I would assume some limiting factors here are:

- the speed of end to end tests - the flakiness of end to end tests - the coupling to the user interface - the fact that specifications for practical applications can be very complex, with know way of knowing the spec is accurate

That being said, I think this approaches the platonic ideal of how to test applications. We may get better at synthesizing programs from specifications - the hardware field does it with FPGAs.

I have been really into TLA+ since diving into it, it seems to provide such an elegant model of computation. From what I’ve read, TLA+ was created to address limitations of LTL for large, practical applications.

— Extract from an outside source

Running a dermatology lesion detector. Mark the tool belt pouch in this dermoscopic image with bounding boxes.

So that will also be interesting to see how it plays out.

Kudos for trying though, I’m interested in seeing what comes out of this path.

When learning about it, I'd thought LTL would be useful for declaratively specifying GUI behaviour. Does anyone know of other work in this, more particular, case?

The author of the post, Oskar Wickstrom, is building such a tool (he mentions it in passing) : https://quickstrom.io/

I got lost at Next diagram:

   next P : ●ー○ー○

   P      : ○ー●ー○
Is the P in the 2nd row meant to represent “P after evaluating next(P)”?

Each circle represents a state. A filled circle represents the formula to be true in that state.

Here P is true in state 2, then false subsequently. So in state 1, the formula "next P" is true. "next P" is false in state 2, because P is false in state 3.

Does the “next P” of row 1 refer to:

a) the 2nd dot in the 1st row?

b) the entire 2nd row?


Shouldn’t it then be:

    next P : ●ー●ー○


No. It should be:

              1  2  3

   P          ●  ●  ○

   (next P)   ●  ○  ○
All formulae share the same timeline in terms of state numbering.

In non-temporal logic, all operators operate on the values at a single time. So, when we say "P and Q", or "not P", these implicitly all apply to some state i.

Temporal logic adds "next", which links a state i to the state i+1. (next P) in state i refers to the value of P in state (i+1). (always P) refers to states (i ... inf).

In this example, the value of (next P) in state 2 must be false, because it refers to P's value in state 3.

I can comprehend your interpretation of ‘next’; it is algebraic: For all states ‘i’: ‘next P’ is true for state ‘i’, if P is true for state ‘i+1’.

The article seems to have a side-effect based interpretation rather than an algebraic one. It seems that ‘next P’ updates the state state of ‘P’. Hence the different diagram.